A variety of drivers are affecting companies’ resilience. Around three-quarters of executives globally (76%) indicate COVID-19 as a significant disruptor, though this was less felt by executives at UK companies (40%).
Meanwhile, emerging technologies, geopolitical tensions, trade barriers, political uncertainties, social injustice and the implications of climate change are also acting as barriers to resilience building for many firms globally. For example, among UK companies in particular, the majority (84%) of executives believe geopolitical tensions will be disruptive to their company’s value chain within the next five years. Furthermore, executives globally expect the impact of disruption on corporate value to increase by 15-25% over the next five years.
Despite its challenges, COVID-19 is helping to prompt change in this area, with 60% of executives surveyed in this report saying that the crisis has encouraged them to pursue long-term resilience and prepare for future disruptions. Additionally, 75% see the pandemic as a dress rehearsal for further disruptions to come.
However, the majority of companies will require support when it comes to building long-term resilience in a variety of key areas. Consultations with senior executives in operations and supply chain suggest that resilience in product portfolio, customer orientation, financial viability and go-to-market channels is needed if businesses are to satisfy customer demand. Furthermore, resilience in logistics, manufacturing, suppliers and planning is also necessary so that companies can secure the supply to be able to run production.
Only 12% of those surveyed by Kearney said they have heavily invested in their customer orientation, while a mere 14% have mastered the development of a robust logistics system, for example.
12% of companies representing a healthy mix of industries and regions were classed as ‘resilience leaders’ in this report, who consistently outperformed the remaining 88% across all areas of resilience, further indicating the importance of resilience in securing a strong and future-proof business model. No company in any single sector or region is insulated from supply chain disruptions and, as such, every business needs to adopt the relevant strategies that will help them tackle this.
Per Hong, strategic operations partner and leader of the study at Kearney, comments: “Though the world is opening up, the challenges from COVID-19 are far from over, from ensuring safety and security on the shop floor and facing supply and demand disruptions, to accelerating digital transformation and reskilling to build resilience.
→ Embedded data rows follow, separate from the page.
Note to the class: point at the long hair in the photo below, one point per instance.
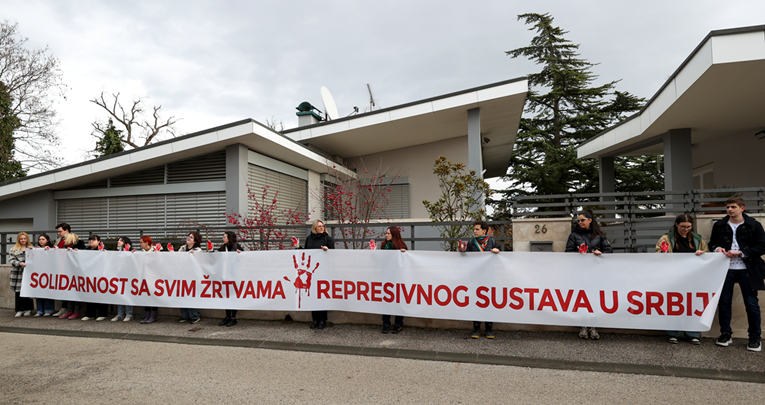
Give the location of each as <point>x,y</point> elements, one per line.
<point>315,224</point>
<point>125,240</point>
<point>594,227</point>
<point>398,242</point>
<point>147,240</point>
<point>71,239</point>
<point>683,218</point>
<point>197,239</point>
<point>231,239</point>
<point>18,246</point>
<point>47,240</point>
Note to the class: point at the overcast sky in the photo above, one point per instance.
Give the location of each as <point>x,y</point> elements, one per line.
<point>215,62</point>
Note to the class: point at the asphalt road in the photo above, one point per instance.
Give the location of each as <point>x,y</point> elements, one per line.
<point>40,369</point>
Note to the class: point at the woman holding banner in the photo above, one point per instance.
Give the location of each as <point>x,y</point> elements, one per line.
<point>229,245</point>
<point>45,306</point>
<point>193,244</point>
<point>393,240</point>
<point>72,241</point>
<point>588,238</point>
<point>18,258</point>
<point>319,239</point>
<point>682,239</point>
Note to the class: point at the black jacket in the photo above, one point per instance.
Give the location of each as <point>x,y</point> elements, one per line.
<point>581,235</point>
<point>490,244</point>
<point>314,241</point>
<point>751,241</point>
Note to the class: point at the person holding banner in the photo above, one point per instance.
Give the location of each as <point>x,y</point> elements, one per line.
<point>229,245</point>
<point>482,242</point>
<point>72,241</point>
<point>45,306</point>
<point>62,230</point>
<point>193,244</point>
<point>742,239</point>
<point>681,239</point>
<point>588,238</point>
<point>393,240</point>
<point>319,239</point>
<point>18,258</point>
<point>94,310</point>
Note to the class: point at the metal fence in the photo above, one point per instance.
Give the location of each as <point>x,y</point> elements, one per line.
<point>634,221</point>
<point>418,235</point>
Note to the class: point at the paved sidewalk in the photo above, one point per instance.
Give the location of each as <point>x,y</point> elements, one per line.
<point>636,354</point>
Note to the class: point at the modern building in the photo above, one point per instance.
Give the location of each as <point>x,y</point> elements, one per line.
<point>197,178</point>
<point>708,119</point>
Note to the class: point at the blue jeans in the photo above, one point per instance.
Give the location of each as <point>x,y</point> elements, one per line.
<point>189,313</point>
<point>399,321</point>
<point>123,310</point>
<point>751,303</point>
<point>45,306</point>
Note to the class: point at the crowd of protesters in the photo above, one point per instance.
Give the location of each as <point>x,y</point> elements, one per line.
<point>738,236</point>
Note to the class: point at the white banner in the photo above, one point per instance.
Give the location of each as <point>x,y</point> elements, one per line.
<point>632,291</point>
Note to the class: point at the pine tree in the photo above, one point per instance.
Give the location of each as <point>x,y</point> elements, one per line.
<point>10,168</point>
<point>564,108</point>
<point>110,141</point>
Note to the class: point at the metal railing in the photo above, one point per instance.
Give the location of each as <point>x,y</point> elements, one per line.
<point>418,235</point>
<point>633,221</point>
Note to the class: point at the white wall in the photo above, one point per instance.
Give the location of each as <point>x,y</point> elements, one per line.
<point>738,159</point>
<point>416,163</point>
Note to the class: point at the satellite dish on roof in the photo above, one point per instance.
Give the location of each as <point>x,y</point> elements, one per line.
<point>330,108</point>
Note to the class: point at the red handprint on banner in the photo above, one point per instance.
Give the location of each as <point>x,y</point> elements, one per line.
<point>304,274</point>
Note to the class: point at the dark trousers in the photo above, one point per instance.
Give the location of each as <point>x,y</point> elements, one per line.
<point>96,310</point>
<point>23,303</point>
<point>399,321</point>
<point>751,303</point>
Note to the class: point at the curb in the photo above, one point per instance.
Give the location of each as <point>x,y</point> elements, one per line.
<point>410,354</point>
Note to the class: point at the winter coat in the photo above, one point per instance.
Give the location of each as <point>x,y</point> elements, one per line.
<point>17,271</point>
<point>314,241</point>
<point>751,241</point>
<point>490,244</point>
<point>669,237</point>
<point>581,235</point>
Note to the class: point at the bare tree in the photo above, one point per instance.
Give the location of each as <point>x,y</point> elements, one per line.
<point>139,130</point>
<point>33,78</point>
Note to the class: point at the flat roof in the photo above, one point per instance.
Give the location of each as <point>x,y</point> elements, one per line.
<point>249,132</point>
<point>425,121</point>
<point>719,89</point>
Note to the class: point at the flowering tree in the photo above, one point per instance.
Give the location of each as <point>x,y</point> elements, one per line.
<point>462,195</point>
<point>261,227</point>
<point>357,202</point>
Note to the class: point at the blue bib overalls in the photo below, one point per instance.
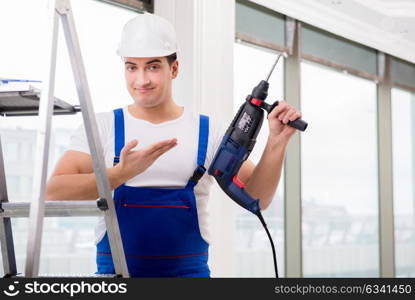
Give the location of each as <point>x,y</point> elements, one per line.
<point>159,227</point>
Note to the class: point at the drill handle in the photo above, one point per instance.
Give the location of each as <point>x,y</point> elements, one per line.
<point>297,124</point>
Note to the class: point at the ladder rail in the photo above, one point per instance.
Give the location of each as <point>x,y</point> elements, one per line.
<point>42,150</point>
<point>6,233</point>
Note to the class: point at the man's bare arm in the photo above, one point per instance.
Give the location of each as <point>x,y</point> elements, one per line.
<point>74,179</point>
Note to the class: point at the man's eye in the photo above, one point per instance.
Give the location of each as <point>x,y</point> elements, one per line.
<point>154,67</point>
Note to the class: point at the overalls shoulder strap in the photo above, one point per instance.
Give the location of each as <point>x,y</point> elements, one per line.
<point>119,134</point>
<point>201,150</point>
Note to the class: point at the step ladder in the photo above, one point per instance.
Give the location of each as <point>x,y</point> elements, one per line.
<point>39,208</point>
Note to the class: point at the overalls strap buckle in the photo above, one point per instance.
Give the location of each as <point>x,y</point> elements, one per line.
<point>198,173</point>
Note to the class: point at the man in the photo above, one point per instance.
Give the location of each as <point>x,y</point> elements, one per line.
<point>161,208</point>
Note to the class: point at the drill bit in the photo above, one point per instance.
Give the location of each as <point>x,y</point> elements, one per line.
<point>272,69</point>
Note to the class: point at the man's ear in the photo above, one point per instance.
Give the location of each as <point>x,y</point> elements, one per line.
<point>174,69</point>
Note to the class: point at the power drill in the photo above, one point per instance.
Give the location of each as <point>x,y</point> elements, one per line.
<point>237,144</point>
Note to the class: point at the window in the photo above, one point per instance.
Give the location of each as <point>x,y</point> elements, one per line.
<point>403,146</point>
<point>339,175</point>
<point>254,255</point>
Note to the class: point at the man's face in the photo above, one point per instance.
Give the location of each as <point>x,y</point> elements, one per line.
<point>149,79</point>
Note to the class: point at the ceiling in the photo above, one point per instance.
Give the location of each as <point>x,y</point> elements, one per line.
<point>386,25</point>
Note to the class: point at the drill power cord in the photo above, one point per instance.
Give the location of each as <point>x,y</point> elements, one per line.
<point>261,218</point>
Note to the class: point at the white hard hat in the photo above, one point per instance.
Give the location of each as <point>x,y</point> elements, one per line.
<point>147,35</point>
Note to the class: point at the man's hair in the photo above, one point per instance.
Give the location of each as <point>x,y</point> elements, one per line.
<point>171,58</point>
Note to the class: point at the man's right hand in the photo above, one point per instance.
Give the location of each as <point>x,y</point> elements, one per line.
<point>134,162</point>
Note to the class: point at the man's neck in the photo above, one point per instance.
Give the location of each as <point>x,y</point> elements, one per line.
<point>162,113</point>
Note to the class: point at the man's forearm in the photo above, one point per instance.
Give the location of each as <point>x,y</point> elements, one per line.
<point>79,186</point>
<point>264,180</point>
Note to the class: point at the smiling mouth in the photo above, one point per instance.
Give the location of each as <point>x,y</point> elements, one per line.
<point>144,90</point>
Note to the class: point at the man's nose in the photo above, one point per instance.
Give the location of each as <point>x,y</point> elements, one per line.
<point>141,79</point>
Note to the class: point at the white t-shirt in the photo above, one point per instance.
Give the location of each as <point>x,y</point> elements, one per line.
<point>173,168</point>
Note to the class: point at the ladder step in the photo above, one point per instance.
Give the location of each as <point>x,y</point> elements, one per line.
<point>70,208</point>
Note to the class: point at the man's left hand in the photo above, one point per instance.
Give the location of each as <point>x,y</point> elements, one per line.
<point>279,131</point>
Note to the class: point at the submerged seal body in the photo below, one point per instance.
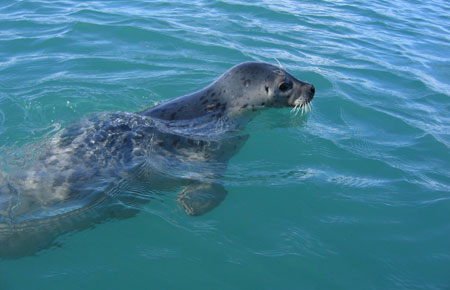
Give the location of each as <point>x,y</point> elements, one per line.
<point>185,142</point>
“So far, we have explored where resilience leaders are excelling and observed how companies can chart their own path; however, no company can manage the repercussions of large-scale disruptions alone. This is where collaboration between different players in the ecosystem becomes vital to enabling a rapid response.
“Organisations need clear and accessible support to identify priorities, manage risks and confidently define sustainable strategies to navigate disruption and uncertainty. Next generation operations and supply chain leaders will be defined by their ability to withstand and quickly adapt to increasingly disruptive headwinds, and the priority for many businesses now should be accelerating the resilience-building process so they can best respond to future disruption.”
The World Economic Forum’s Platform for Advanced Manufacturing and Production and Kearney, will continue engaging leaders across different industry sectors such as healthcare, automotive, consumer goods, and transport and logistics, as well as government, academia, and civil society, to jointly design globally-coordinated responses and build resilient value chains for the future. Forthcoming work will offer in-depth archetypes of resilience leaders to further the mission of building global resiliency and identify priority areas and actions for organizations.